Ночью после отбоя Антон долго лежал в позе эмбриона, пытаясь согреться. То ли это удалось ему, то ли организм привык к холоду, но все же он заснул…

Проснулся он посреди ночи. От какого-то стука. Что-то холодное и сыпкое хлестнуло его по лицу. Пока он соображал, о прутья решетки на окне стукнулось что-то металлическое. И тут же в камеру влетел, рассыпаясь, ком земли…

– Э-э, я не понял! – недоуменно пробормотал Антон.

Он попытался подтащить кушетку к окну, чтобы выглянуть наружу, но та мертво была вмурована в пол. И ни стула в камере, ничего, что могло бы поднять его на нужную высоту. А через окно снова швырнули в него землю, большая часть которой обрушилась ему на голову… Шорх-шорх… Шорх-шорх…

– Эй, что там за дела? – возмущался Антон.

А кто-то незримый за окном продолжал вбрасывать в камеру землю. По всей видимости, этот некто орудовал лопатой, что в общем-то можно было объяснить с физической точки зрения. Карцер находился в полуподвальном помещении, и человеку, находящемуся во дворе по ту сторону окна, не нужно было возвышения, чтобы забрасывать камеру землей.

– Э-эй!

Не в состоянии остановить это безумие своими силами, Антон забарабанил в дверь, но к ней никто не подходил. А земля продолжала сыпаться в камеру.

Антон попробовал открыть «кормушку», и, как ни странно, это у него получилось. Он выглянул в темный коридор, в глубине которого с содроганием увидел девушку в белом, подсвеченную синим цветом. А земля уже не сыпалась в камеру, в воздухе повисла гробовая тишина.

– Ты кто такая?

– Лена… – донесся до него потусторонне монотонный голос. – Ты меня задушил. И закопал… Плохо закопал. Я закопаю хорошо…

Синий свет погас, и девушка исчезла. А в камеру снова посыпалась земля…


* * *

Майор Кулик невозмутимо смотрел на Порываева, а в душе посмеивался. Похоже, ночные кошмары довели парня до кондиции. В глазах безуминка, губы мокрые, рот приоткрыт.

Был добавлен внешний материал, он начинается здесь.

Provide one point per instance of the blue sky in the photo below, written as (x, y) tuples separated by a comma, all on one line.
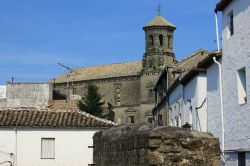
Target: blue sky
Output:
[(35, 35)]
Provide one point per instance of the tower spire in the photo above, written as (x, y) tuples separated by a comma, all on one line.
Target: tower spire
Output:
[(159, 10)]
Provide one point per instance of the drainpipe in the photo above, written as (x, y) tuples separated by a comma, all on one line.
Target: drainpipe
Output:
[(222, 112), (217, 32), (15, 146)]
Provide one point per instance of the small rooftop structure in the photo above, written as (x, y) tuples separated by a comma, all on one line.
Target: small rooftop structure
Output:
[(30, 117)]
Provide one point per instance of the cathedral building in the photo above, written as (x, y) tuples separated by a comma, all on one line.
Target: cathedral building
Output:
[(129, 87)]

– Я тебя слушаю, Порываев. Что там у тебя? – небрежно спросил Кулик.

Парень требовал встречи с самим Кручей, но Степан переадресовал его Александру.

– Я… Я хочу сделать признание! – выпалил он.

– Мне твое признание ни к чему, – с деланым равнодушием покачал головой Кулик. – Заявления нет, дела нет… Отсидишь свои пятнадцать суток…

– Круча… Круча сказал, что отпустит, – быстро и сбивчиво проговорил Порываев. – Сказал, что, если я признаюсь… А это я привез навоз… Честное слово, я!

– Не нужно мне твое честное слово. Мы и так знаем, что это ты сделал, на пару со своим дружком… С кем ты был, с Чижовым?..

– Да… То есть нет… Он помог мне машину загрузить. Он даже не знал зачем… То есть я ему сказал, что хочу одному придурку отомстить…

– Придурки – это, стало быть, мы? – грозно нахмурил брови Кулик.

– Нет… Я наврал про них… То есть он не знал, что я в милицию повезу… Я сам сгрузил, сам уехал. Машину бросил…

– Угнанную машину? – уточнил Александр.

– Да нет, она просто стояла. С открытой дверью…

– Да нет, машину угнали… И вам, гражданин Порываев, придется отвечать за это в уголовном порядке.

– Но подполковник Круча сказал, что машину мне простят, если я признаюсь…

– Ну, если Круча сказал… Если Круча сказал, тогда ладно. Но пятнадцать суток вам придется отбыть… И заняться общественно полезным трудом. К нам вчера чернозем для газонов привезли…

– Чернозем?! – выпученно посмотрел на Кулика Порываев. – Да он у меня весь в камере!

– У вас все в порядке с психикой? Как земля могла оказаться в камере?

– Ночью… Она всю ночь бросала…

– Кто она?

– Она! – в бредовом состоянии возгласил Порываев.

– Еще раз спрашиваю, кто она?..

– Я… Я не знаю… Женщина в белом…

– В белом саване?

– Почему в саване? – затрепетал парень.

– И где она была? – разволновался для вида Кулик.

– Где была… То землю бросала, то в коридоре…

– В коридоре должен был находиться дежурный милиционер… Тебе не померещилось, Порываев?

– Померещилось? Да у меня вся камера землей засыпана!.. Я говорил дежурному, а он даже не посмотрел…

– Так, я сейчас…

Кулик сделал вид, что позвонил дежурному надзирателю, в молчащую трубку сделал запрос и через нее же якобы получил ответ.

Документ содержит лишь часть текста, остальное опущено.